Specializes in OR, Nursing Professional Development.

My hospital implemented this several months ago. Anyone with an ID badge is supposed to answer any call light they pass. I don't, and neither do most of the people who are in units that they aren't working in. I don't know those patients, so unless there's obvious danger (someone on the floor, etc), those who know the patient can take care of the call light. It's not the safest practice to have Joe Schmoe answering call lights.

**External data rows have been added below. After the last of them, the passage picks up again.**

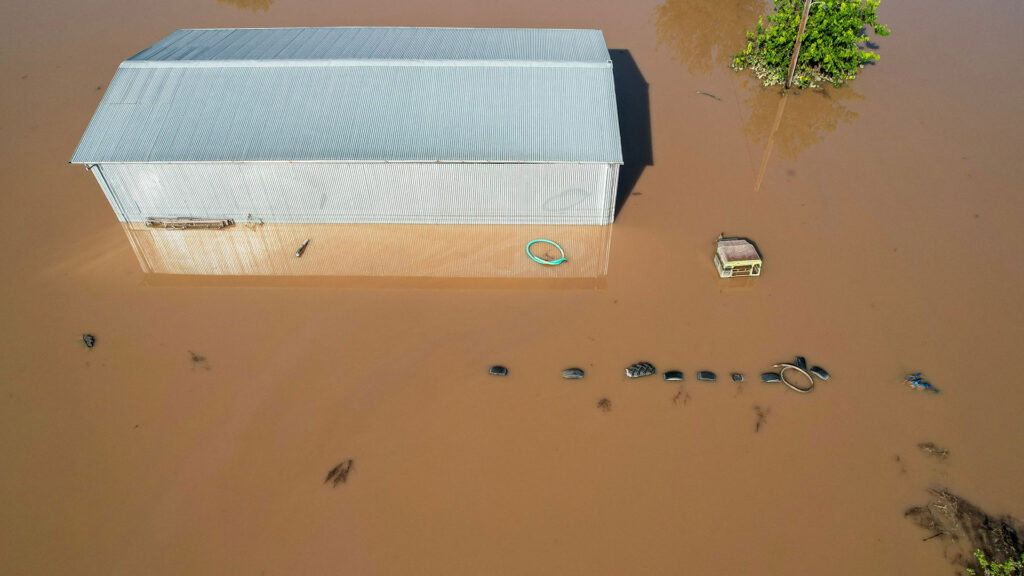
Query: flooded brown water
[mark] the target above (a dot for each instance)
(888, 212)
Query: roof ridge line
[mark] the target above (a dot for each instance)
(370, 63)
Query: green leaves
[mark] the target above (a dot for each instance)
(1010, 568)
(830, 50)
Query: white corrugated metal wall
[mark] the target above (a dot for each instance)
(412, 193)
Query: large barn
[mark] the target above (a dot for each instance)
(361, 125)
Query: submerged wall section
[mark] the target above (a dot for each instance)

Definitely agree. NPZ were implemented at both of the hospitals I work at and I did actually attempt to try it...wasn't Successful. For 1, not everyone participated so while some of us tried and lost time with our tasks & patients, we didn't receive the same help from others. So that was discouraging. But also, as previous posters said, I don't know that patient. Idk if they are allowed to have X to eat or drink, I don't even know if that confused patient is able to walk (and with only 1 assist). So I really am unable to be much help. Now in my old facility, PT and RN staff would keep the white boards up to date with ambulation recommendations as well as diet, but you're still hoping that team for that patient actually did so that day. My current hospital does not do either of those, except npo on the door so no way to know if they have anything specific on their diet. I tend to only go into another nurse's patient's room is their bed alarm is going off and/or they're yelling for help. Of course, for safety then, I will stop and then call their nurse/tech once I am in there and they are safe.

Specializes in Certified Med/Surg tele, and other stuff.

Who's brainchild was this? Oh wait. ..people in suits and heels.

Sheesh..

I try to answer any call lights I can, the NPZ makes me feel a bit more compelled to answer my non-assigned pt call lights. And often it's "Can you turn off the light", "My pump is beeping" or something simple which is always nice to be able to fix quickly for someone. But as others said water, pain meds, ect. these are more common requests and the nurse needs to answer those. Don't worry too much about it, it's really just something to make the floor seem proactive, it's not enforced so don't worry that if you miss one you'll get called out. It's really more marketing than policy. :/

Specializes in Infusion Nursing, Home Health Infusion.

We tried it and it does not last.People did it for awhile and gave up because most of the time patients needed the nurse to perform skilled functions.I thought this was yet another attempt at increasing patient satisfaction scores.